Nice, short swim in Lake Bunyonyi
The next morning it was time to leave for Kampala. We had decided to take the postbus as we wanted to avoid the crowded matatus. As it was a Sunday we were in doubt as to if the postbus was going, but our hotel manager assured us that it was. At 6.30 we were off with a taxi to Kabale to catch the postbus. When we found it, it was safely locked in behind a pair of huge iron gates. The guard outside informed us that there are no postbuses departing on Sundays. Our taxi driver hence took us to the mode of transport that is always running - the matatus.
We were actually pleasantly surprised when the minibus left not long after we had boarded it; sometimes you end up waiting for hours.

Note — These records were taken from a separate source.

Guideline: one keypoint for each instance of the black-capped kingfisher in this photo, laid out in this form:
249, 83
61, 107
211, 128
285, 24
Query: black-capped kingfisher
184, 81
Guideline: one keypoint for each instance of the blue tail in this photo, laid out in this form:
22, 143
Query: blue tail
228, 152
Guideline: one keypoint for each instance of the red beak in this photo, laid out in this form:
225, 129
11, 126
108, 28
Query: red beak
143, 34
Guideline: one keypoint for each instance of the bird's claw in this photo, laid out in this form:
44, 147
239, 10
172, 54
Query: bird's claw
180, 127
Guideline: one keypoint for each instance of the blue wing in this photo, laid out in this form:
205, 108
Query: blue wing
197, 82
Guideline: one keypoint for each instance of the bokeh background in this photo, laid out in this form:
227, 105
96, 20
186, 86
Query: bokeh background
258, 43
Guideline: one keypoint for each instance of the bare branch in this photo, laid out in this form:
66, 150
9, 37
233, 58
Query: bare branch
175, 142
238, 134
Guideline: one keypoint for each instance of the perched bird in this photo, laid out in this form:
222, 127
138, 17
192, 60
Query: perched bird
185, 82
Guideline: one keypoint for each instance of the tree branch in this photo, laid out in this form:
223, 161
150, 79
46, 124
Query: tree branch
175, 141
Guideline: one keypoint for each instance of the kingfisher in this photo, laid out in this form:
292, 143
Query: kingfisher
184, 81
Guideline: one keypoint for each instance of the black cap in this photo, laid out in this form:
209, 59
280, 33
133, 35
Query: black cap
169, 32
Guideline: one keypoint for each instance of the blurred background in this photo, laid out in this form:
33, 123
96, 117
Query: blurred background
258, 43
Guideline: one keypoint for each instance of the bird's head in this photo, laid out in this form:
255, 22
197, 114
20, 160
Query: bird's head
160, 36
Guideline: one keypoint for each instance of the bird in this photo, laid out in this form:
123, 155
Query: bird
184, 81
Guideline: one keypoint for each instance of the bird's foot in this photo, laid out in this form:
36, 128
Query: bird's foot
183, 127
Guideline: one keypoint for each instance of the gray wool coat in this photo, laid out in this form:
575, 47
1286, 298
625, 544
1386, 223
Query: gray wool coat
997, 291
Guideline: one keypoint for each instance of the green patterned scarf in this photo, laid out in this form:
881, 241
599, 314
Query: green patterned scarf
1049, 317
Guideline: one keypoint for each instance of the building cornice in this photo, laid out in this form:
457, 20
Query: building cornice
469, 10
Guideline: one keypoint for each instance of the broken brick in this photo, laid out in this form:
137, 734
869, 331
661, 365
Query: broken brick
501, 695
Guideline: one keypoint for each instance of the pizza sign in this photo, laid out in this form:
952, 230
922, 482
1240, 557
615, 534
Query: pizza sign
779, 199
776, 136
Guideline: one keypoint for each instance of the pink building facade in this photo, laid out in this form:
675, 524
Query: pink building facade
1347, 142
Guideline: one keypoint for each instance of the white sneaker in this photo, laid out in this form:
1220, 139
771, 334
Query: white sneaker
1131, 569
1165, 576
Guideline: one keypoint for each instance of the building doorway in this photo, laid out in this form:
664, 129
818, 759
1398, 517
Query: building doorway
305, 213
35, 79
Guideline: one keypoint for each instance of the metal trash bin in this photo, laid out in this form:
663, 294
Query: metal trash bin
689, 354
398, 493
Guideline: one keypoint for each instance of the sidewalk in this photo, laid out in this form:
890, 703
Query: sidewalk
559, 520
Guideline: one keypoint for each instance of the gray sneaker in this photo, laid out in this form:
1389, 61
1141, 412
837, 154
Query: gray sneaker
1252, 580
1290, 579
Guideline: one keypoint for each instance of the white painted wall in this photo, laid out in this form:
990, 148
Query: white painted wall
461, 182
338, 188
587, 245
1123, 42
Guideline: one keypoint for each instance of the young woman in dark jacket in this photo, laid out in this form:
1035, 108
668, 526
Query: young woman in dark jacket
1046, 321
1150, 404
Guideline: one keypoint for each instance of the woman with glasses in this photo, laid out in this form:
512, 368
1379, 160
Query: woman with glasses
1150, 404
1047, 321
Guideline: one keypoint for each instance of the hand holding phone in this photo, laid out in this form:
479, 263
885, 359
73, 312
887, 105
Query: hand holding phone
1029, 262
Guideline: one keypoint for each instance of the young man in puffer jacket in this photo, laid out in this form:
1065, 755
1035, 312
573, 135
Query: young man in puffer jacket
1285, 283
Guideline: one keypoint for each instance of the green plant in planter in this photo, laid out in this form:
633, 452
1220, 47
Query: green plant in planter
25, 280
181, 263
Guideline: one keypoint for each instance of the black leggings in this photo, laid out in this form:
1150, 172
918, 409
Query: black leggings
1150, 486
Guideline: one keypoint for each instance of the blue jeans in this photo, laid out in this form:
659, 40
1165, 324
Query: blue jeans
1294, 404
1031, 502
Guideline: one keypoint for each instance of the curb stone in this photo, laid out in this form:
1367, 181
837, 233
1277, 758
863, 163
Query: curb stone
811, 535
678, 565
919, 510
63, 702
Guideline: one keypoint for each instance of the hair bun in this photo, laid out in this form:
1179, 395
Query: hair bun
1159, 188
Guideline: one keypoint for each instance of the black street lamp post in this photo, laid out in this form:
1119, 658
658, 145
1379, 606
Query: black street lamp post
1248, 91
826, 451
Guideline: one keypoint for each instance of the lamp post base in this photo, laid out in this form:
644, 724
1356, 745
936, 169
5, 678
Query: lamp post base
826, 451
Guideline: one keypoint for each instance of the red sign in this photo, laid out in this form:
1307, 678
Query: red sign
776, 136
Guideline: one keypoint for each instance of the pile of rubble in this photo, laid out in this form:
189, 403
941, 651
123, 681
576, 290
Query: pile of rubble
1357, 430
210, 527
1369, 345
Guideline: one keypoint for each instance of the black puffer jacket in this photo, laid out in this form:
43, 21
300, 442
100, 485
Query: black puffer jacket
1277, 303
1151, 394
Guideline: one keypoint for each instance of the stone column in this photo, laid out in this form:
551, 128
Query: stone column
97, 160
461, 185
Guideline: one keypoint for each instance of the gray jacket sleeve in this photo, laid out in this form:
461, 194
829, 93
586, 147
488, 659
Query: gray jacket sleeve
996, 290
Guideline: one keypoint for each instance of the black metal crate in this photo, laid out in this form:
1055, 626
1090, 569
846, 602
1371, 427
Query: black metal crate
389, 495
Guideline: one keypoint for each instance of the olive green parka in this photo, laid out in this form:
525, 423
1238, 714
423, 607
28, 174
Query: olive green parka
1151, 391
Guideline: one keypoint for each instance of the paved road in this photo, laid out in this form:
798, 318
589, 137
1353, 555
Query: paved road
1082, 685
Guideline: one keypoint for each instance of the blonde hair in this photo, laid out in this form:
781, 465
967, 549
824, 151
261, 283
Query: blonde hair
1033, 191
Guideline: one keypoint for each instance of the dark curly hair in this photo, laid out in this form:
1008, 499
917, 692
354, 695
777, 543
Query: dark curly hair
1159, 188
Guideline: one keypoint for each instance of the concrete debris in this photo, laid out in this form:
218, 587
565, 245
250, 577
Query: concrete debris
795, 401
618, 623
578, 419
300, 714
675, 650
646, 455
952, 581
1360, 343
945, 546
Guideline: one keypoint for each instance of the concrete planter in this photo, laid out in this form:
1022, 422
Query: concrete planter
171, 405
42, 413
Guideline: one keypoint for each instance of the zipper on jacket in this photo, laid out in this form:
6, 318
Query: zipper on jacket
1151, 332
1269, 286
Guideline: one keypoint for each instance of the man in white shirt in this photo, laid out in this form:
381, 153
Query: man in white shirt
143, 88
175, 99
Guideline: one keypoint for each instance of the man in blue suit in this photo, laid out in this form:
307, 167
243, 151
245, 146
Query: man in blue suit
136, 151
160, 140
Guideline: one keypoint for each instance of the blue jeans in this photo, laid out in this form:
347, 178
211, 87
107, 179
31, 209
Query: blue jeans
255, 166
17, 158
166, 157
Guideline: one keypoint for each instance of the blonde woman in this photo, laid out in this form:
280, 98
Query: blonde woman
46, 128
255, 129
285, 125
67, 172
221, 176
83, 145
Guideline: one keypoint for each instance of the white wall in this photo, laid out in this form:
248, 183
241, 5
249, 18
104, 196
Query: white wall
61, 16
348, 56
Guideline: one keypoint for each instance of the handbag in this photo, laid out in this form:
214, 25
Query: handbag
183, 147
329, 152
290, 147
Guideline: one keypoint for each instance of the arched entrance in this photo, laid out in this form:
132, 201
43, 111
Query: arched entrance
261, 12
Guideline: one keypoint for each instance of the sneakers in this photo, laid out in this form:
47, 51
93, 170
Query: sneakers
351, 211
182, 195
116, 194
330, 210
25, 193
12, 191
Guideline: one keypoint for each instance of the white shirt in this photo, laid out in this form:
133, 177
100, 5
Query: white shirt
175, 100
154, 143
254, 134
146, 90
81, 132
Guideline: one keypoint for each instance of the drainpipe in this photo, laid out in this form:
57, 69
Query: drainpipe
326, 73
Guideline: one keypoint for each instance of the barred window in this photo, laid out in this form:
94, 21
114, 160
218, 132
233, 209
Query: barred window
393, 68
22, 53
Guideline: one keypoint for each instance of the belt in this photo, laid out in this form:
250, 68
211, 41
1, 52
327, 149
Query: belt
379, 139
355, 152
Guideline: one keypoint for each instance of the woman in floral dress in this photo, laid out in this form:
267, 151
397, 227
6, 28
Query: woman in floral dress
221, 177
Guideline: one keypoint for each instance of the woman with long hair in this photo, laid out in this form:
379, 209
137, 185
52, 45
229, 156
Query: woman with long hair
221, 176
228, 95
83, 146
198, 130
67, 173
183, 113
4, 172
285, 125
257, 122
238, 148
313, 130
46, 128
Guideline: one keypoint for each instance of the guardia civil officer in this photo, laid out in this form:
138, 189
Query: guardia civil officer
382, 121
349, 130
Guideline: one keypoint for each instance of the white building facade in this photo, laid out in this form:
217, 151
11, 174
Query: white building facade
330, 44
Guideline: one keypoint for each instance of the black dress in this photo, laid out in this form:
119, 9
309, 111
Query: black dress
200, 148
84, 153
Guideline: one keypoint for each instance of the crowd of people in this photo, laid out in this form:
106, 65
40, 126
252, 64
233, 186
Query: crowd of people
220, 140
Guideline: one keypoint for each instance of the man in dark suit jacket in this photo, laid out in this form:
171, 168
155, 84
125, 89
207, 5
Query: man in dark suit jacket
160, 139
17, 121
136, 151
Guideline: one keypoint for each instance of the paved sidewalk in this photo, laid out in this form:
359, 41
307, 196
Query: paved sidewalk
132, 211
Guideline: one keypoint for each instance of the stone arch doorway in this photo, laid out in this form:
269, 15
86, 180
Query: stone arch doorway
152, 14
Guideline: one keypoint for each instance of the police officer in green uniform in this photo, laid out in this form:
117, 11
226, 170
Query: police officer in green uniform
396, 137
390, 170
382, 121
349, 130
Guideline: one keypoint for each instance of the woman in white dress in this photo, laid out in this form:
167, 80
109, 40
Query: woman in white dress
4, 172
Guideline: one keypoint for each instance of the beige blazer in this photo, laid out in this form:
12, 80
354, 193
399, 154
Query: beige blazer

But our relief quickly turned into despair as it became increasingly obvious that our driver was trying to beat the world record in matatu speeding, overtaking lots of other speeding matatus. He didn't even slow down for the speed bumps, which made the ride even more unpleasant.
We have been on a lot of mad rides this trip, on winding mountain roads and through congested cities, even on other matatus, but never have we been so afraid as we were here. An overloaded, badly maintained minibus, on a road with lots of bad drivers and cattle wandering alongside it. This could end very badly. We decided that we would get off and find another matatu and asked the conductor to let us off. He either didn't understand or more likely, feigned ignorance. Next, we called the driver to stop. Nothing happened. Then we called, or yelled rather, again, louder and louder, and now the other passengers were calling as well, trying to help us. Desperate to keep us (and our money) onboard, the driver didn't stop but he did slow down. Another passenger told us he also wanted off as he thought it too unsafe, and he suggested to get out in the next town, where we would have a better chance of getting a different matatu.
For the rest of the drive, the speed was more reasonable, even if we had to call out once or twice more. We ended up staying on the matatu all the way to Mbarara where we intended to get a bus to Kampala. By then our Ugandan friend on the matatu was in fierce discussion with the driver and conductor. He later told us that they refused to take us to the place where the buses departed from, as they were adamant to get the two "mizungus" onboard their friend's matatu which was going to Kampala. When we got out, we waited for our friend as we were surrounded by hawkers. When he left with us, one man walked alongside our friend and shouted angrily in the local language. The only words we could hear was "mizungo, mizungu!!!". He told us later that they were angry that he "took those white people away!!". Thanks to our new friend, we found our way to the much more comfortable, and let's not forget safe, bus and arrived to Kampala in one piece.
As for our hotel at Lake Bunyonyi, we can only hope that some guests have turned up to replace us!